The radius of the incircle of the triangle formed by the x-axisand the lines 3x + 4y - 24 = 0, 3x - 4y + 24 = 0 is

For 3x+4y-24=0 can be re-written as $$3x+4y=24$$

=>$$\frac{3x+4y\ \ }{24}=1$$

=>$$\ \frac{\ x}{8}+\ \frac{\ y}{6}=1$$.

So, this becomes the equation of the straight line of the form $$\ \frac{\ x}{a}+\ \frac{\ y}{b}=1$$, where a and b are x and y intercepts respectively. The X and Y intercepts for this equation are 8 and 6 respectively.

Similarly 3x-4y+24=0 can be re-written as $$\ \frac{\ x}{-8}+\ \frac{\ y}{6}=1$$. The X and Y intercepts for this equation are 8 and -6 respectively.

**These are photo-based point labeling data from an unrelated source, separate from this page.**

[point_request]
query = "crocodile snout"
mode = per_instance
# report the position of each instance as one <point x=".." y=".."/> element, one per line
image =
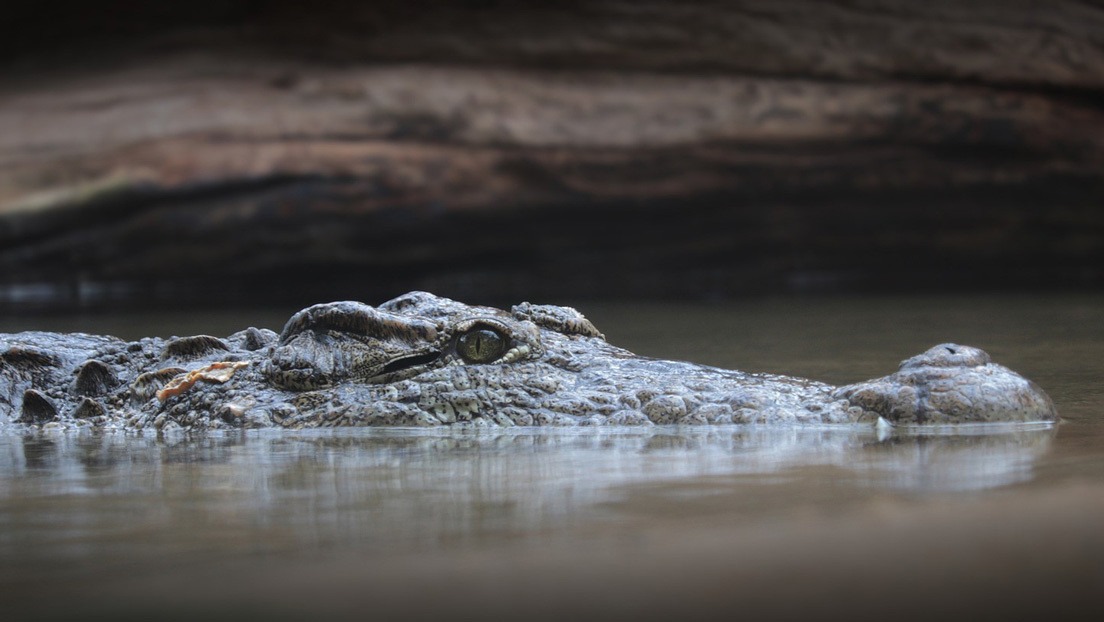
<point x="947" y="385"/>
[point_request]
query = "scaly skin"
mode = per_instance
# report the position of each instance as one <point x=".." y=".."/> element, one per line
<point x="425" y="360"/>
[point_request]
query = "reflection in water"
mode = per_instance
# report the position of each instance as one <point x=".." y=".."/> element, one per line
<point x="272" y="491"/>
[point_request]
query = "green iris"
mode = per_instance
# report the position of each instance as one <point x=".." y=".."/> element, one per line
<point x="481" y="345"/>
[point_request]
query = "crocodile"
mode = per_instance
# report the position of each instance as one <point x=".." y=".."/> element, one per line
<point x="424" y="360"/>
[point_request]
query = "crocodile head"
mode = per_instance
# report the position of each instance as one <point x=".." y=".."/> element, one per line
<point x="426" y="360"/>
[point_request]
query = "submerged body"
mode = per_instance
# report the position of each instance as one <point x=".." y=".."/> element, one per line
<point x="425" y="360"/>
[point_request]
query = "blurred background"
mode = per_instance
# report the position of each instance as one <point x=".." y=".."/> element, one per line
<point x="236" y="153"/>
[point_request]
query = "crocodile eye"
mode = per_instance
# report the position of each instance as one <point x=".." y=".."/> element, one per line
<point x="481" y="345"/>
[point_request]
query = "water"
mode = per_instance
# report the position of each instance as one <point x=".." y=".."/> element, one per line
<point x="659" y="523"/>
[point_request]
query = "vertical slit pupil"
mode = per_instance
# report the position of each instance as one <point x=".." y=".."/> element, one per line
<point x="481" y="345"/>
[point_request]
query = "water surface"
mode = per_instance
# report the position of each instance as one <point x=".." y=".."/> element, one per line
<point x="664" y="522"/>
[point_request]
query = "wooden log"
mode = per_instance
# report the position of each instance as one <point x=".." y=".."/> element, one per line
<point x="762" y="146"/>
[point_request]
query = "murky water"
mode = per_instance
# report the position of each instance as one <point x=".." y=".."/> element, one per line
<point x="632" y="523"/>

So, we get the following triangle and the incircle can be drawn as:

So, the triangle has sides of length 10,10 and 16.

Area of the triangle= $$\ \frac{\ 1}{2}\times\ Base\times\ Height$$= $$\ \frac{\ 1}{2}\times\ 16\times\ 6$$= 48

We know that r*s= Area of the triangle, where r is the inradius and s is the semi-perimeter. s= $$\ \frac{\ 1}{2}\left(16+10+10\right)$$= 18

So, 18r= 48

=> Or, r= $$\ \frac{\ 48}{18}=\ \ \frac{\ 8}{3}$$